The Royal Thai Air Force has previously deployed its Lockheed Martin F-16A/Bs to Pitch Black since it first attended the biennial exercise in 2004. The Gripen entered Thai service in 2011, and since then the air force had only displayed the aircraft at the LIMA defence show in Malaysia, and the BRIDEX event in Brunei.
The deployment to Darwin was conducted without tanker support, with the four single-seat fighters and two twin-seat aircraft flying from Surat Thani air base to Darwin via an overnight stop in Singapore and a refuelling stop in Bali.
Flying with the ‘shark’ callsign, the Gripens have been conducting primarily air-to-air missions at PB14, carrying simulated Raytheon AIM-120 AMRAAM and AIM-9X missiles for blue force offensive counter-air and red force defensive counter-air missions. “It’s a new jet and can do multi-role missions, but we thought we would take it easy by doing only air-to-air missions for this first time,” 701 Sqn commander, Wg Cdr Chareon ‘Tonic’ Watanasrimongkol told media in Darwin.
The six Gripens have continued to fly without tanker support, instead using three auxiliary fuel tanks for their two daily missions of up to 2.5h over the vast Bradshaw and Delamere Ranges south of Darwin.

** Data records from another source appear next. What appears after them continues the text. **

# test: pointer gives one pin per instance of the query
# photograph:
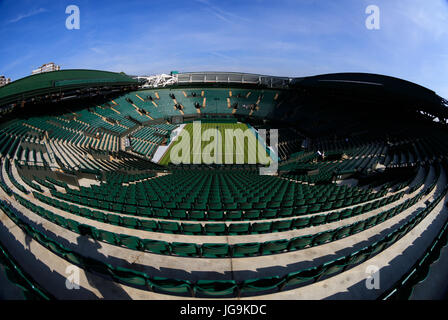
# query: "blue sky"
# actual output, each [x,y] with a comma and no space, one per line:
[282,37]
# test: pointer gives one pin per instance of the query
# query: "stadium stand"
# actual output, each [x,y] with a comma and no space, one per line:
[80,186]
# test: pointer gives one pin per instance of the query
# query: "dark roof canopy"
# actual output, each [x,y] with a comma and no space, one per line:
[59,81]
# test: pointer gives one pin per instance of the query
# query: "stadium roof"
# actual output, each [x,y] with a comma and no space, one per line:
[376,88]
[57,81]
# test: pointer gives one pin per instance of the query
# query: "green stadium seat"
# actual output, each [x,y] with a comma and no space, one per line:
[275,246]
[130,242]
[148,225]
[261,227]
[129,277]
[192,228]
[238,228]
[184,249]
[215,250]
[215,228]
[245,249]
[299,243]
[216,288]
[156,246]
[262,284]
[303,276]
[170,286]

The aircraft have enjoyed good availability during this time, only dropping their first mission due to aircraft unserviceability 10 days into the exercise.
The Thai detachment brought 15 pilots to PB14, with only five of them having previously attended a Pitch Black event. “One of our main objectives is to give the pilots a big learning from the exercise in terms of fighting with Gripen with international forces in multi-link networked scenarios,” Watanasrimongkol explains.
The Gripen compares very favourably to Thailand’s F-16 Block 15 fighters, which are undergoing a mid-life upgrade to a standard similar to Lockheed's international Block 50 configuration. “Performance-wise they are very similar, but avionics-wise it’s a different world,” he says. “These are different generation aircraft: Gripen is much better in terms of the human-machine interface, and with the datalink system this increases the SA [situational awareness] of the pilots a lot.”
Host-nation Australia is participating with 26 Boeing F/A-18A/B Hornets, eight F/A-18F Super Hornets, two Airbus Defence & Space KC-30/A330 multi-role tanker/transports, a Boeing E-7 airborne early warning and control (AEW&C) system aircraft, and Lockheed C-130J Hercules and Beechcraft King Air 350 transports.
International participants include Singapore, which is flying eight F-16C/Ds and six Boeing F-15SGs, a Boeing KC-135R tanker, and a Gulfstream/Israel Aerospace Industries G550 AEW&C; the United Arab Emirates, with six Dassault Mirage 2000-5s and one A330 tanker/transport; the US Air National Guard with 10 F-16C Block 30 fighters, the US Air Force with Guam-based Boeing B-52H bombers, and the French air force, with an Airbus CN235 transport.